Die AKP-Erdoğan-Herrschaft hatte noch vor dem „Öffnungsprozess“ in den Jahren 2013-15 bereits im Zeitraum 2009-11 einen anderen „Öffnungsprozess“ eingeleitet. In diesem Rahmen wurden einerseits kurdische Politiker, darunter Bürgermeister verhaftet. Andererseits versuchte man, anstelle der kurdischen Bewegung einflussreiche und von der Gülen-Bewegung angeführte religiöse Strukturen zu installieren, was von einigen symbolischen Schritten in der kurdischen Frage flankiert wurde. Um ihre Politik der „Öffnung“ zum Erfolg zu führen, ging man noch weiter. Kurdische Politiker im Ausland, die im Widerspruch zur Linie Öcalans standen und Zwist mit legalen Organisationen wie DBP-DTK hatten, wurden in die Türkei geholt und ermutigt, ihre eigene Partei zu gründen. Der Bekannteste unter ihnen war zweifellos Kemal Burkay. Burkay hatte erklärt, er sei persönlich von Regierungsvertretern angerufen und zur Rückkehr in die Türkei aufgerufen worden. Bei seiner Landung am Istanbuler Flughafen hatte ihn der damalige Vize-Gouverneur Ahmet Aydın empfangen. Später wurden jedes Mal, wenn die Herrschenden die kurdische Nationalbewegung durch Vertreter aus ihren eigenen Reihen kritisieren wollten, Burkay und seine Nachahmer auf die Bühne geholt.

Interessanterweise redeten die von den Herrschenden geförderten Parteien einer Föderation oder der Unabhängigkeit das Wort, während die BDP- bzw. (HDP)-DTK-Linien eine Lösung auf der Grundlage einer „Demokratischen Autonomie in einem gemeinsamen Heimatland“ propagierte. Denn der Regierung ging es nicht darum, was sie vertraten.
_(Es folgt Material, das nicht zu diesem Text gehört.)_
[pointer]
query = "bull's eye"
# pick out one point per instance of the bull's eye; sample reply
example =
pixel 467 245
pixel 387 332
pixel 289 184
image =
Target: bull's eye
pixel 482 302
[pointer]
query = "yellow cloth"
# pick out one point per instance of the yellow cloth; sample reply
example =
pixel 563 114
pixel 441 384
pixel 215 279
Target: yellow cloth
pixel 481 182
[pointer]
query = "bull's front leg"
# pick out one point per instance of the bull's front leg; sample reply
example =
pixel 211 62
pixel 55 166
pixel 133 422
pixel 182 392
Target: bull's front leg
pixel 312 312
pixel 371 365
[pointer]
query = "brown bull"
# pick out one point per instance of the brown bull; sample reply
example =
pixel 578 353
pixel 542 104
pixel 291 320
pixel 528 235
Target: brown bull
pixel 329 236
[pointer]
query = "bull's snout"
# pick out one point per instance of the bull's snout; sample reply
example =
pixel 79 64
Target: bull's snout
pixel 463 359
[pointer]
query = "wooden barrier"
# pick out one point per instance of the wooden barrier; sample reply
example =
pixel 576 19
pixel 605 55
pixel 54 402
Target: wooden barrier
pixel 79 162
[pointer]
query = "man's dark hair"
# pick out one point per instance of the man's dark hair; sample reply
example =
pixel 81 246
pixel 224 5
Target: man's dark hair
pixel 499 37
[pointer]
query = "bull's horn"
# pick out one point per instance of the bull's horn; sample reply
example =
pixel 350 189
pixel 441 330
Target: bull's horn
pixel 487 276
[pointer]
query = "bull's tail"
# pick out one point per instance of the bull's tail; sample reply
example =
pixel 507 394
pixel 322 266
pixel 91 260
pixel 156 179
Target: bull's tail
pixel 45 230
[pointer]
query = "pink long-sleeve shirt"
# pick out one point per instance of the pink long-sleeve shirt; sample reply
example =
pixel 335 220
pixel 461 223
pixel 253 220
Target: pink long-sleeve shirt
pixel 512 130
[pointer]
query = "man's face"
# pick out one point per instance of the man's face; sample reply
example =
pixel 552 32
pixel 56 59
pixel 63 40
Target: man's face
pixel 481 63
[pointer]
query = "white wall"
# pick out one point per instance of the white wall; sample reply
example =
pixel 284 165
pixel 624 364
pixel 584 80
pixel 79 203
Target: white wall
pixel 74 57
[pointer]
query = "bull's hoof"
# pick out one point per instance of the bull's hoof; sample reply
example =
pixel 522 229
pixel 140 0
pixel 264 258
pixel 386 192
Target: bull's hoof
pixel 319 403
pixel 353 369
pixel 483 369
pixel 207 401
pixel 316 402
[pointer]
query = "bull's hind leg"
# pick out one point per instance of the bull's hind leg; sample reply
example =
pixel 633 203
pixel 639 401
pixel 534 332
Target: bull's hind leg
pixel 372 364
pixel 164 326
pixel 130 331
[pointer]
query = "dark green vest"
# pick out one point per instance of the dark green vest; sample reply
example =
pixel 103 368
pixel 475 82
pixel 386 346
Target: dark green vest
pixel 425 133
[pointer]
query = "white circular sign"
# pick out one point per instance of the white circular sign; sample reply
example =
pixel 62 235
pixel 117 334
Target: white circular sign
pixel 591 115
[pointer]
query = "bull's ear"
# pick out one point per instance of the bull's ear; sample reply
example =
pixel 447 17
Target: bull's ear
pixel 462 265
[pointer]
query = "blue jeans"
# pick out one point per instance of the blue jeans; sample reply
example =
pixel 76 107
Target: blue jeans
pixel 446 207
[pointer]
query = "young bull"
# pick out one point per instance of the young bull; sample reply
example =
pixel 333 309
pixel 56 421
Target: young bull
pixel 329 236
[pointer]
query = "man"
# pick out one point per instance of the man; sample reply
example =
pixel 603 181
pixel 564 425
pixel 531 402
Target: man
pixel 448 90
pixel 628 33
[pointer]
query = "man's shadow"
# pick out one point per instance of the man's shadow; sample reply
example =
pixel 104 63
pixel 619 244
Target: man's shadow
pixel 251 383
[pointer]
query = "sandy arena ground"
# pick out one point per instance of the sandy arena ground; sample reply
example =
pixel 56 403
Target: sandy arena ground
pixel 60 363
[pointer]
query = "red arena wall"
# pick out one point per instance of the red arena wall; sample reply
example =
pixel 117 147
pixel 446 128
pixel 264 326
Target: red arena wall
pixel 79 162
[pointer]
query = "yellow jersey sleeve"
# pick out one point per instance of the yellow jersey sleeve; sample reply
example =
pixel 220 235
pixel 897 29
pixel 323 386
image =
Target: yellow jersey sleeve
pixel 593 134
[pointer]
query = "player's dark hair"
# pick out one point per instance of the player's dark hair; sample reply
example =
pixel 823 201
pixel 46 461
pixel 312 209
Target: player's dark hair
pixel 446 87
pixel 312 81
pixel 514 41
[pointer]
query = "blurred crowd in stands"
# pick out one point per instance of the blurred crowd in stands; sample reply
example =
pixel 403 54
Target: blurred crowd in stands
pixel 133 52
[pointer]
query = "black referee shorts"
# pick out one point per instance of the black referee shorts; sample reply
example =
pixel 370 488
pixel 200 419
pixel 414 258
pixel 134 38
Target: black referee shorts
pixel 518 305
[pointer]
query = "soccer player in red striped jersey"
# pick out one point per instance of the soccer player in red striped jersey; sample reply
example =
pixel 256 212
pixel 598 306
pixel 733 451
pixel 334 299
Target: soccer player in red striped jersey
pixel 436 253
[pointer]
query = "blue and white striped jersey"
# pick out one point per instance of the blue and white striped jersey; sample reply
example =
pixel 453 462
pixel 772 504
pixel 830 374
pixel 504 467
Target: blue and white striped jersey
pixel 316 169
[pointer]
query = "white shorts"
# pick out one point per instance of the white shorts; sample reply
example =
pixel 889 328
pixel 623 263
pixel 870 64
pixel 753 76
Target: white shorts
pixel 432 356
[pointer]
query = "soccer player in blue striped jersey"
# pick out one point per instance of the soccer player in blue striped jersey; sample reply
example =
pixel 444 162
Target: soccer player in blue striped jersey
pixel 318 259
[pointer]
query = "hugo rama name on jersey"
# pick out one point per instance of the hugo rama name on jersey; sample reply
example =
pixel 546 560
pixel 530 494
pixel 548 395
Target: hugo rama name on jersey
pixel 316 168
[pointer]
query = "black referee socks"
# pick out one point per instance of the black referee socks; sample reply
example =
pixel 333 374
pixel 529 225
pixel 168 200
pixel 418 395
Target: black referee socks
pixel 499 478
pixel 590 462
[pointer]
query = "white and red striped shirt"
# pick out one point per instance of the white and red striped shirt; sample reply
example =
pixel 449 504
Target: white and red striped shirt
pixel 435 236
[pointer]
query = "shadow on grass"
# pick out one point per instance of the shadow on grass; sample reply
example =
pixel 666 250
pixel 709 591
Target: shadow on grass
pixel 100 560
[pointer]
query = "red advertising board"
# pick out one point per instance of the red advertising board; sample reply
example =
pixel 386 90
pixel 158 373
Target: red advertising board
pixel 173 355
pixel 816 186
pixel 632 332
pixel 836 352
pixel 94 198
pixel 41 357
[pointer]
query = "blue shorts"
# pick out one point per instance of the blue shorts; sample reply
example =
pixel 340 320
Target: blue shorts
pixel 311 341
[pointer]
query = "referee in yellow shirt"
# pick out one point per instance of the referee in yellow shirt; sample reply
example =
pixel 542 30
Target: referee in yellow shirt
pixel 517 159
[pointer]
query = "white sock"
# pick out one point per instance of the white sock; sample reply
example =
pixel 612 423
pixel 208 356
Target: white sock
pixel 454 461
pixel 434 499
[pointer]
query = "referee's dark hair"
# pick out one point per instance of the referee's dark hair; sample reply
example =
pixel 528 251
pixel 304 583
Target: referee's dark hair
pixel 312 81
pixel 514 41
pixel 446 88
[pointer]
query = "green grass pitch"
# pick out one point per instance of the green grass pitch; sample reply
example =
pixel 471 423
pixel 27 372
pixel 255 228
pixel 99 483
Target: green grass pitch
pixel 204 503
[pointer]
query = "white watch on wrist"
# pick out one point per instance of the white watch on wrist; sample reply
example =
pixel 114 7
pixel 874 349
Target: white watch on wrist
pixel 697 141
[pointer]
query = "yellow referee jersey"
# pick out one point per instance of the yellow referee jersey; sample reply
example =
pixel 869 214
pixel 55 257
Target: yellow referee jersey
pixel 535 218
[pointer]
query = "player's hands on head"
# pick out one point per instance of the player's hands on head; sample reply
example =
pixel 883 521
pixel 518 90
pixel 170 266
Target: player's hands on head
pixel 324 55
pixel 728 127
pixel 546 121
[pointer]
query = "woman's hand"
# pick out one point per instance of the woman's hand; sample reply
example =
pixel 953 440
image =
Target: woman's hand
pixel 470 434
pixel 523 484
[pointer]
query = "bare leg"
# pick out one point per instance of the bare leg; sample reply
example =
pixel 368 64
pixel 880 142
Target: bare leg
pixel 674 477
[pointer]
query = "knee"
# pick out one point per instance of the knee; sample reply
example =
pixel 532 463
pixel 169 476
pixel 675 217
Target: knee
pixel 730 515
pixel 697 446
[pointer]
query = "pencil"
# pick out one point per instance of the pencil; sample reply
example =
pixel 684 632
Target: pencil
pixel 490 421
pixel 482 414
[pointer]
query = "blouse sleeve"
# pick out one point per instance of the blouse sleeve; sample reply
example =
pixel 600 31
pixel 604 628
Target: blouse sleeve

Vielmehr kümmerte sie sich darum, ob diese Kräfte die kurdische Bewegung aus ihrer Mitte heraus spalten oder schwächen konnten.

Sicherlich ist damit nicht gesagt, dass ich mich gegen die Gründung von verschiedenen kurdischen Parteien stelle. Ganz im Gegenteil: jede politische Gruppierung hat das Recht auf ihre eigenen politischen Ansätze. Und eine der größten Schwächen der kurdischen Bewegung besteht heute darin, dass es in ihren Reihen keine wirksame und konsequente Opposition gibt. In einer Zeit, in der die HDP dafür kritisiert wird, zu einer Partei der Mittelklassen zu werden und der Arbeiterbewegung nicht die Räume zu eröffnen, ist es notwendiger denn je, eine Politik zu verfolgen, die sich an den Interessen der Arbeiterklasse orientiert.

Folglich richtet sich meine Kritik gegen die AKP-Erdoğan, die darauf spekuliert, kurdische Gruppen gegeneinander auszuspielen und bei der Lösung der kurdischen Frage die Initiative zu ergreifen. Sie richtet sich sicherlich auch gegen Politiker wie Burkay, die keine Bedenken dagegen haben, sich für vor den Karren der Herrschenden spannen zu lassen.

Allerdings ist die AKP-Erdoğan-Herrschaft, in die man große Hoffnungen gesetzt hatte, an dem Standpunkt von vor 90 Jahren angelangt. Und die von Verbot bedrohten Parteien erklären dies damit, dass die Politik der nationalistischen MHP sich in AKP-Reihen durchgesetzt hätte. Also selbst in ihren Erklärungen bezüglich des Verbotsverfahrens sind diese Parteien bemüht, die AKP- und Alleinherrschaft von Erdoğan von jeder Verantwortung reinzuwaschen. Das macht auch deutlich, warum sie sich kurz vor der Kommunalwahl nicht dem Bündnis der kurdischen Parteien anschließen wollen.

Fazit: Die Machthaber beharren auch heute auf dem Fehler, den man seit 90 Jahren begeht. Sie glauben immer noch, dass das Problem durch Parteiverbote begraben werden könne. Je länger sie auf diesem Fehler beharren, umso länger wird ihnen das totgeglaubte Gespenst keine Ruhe geben.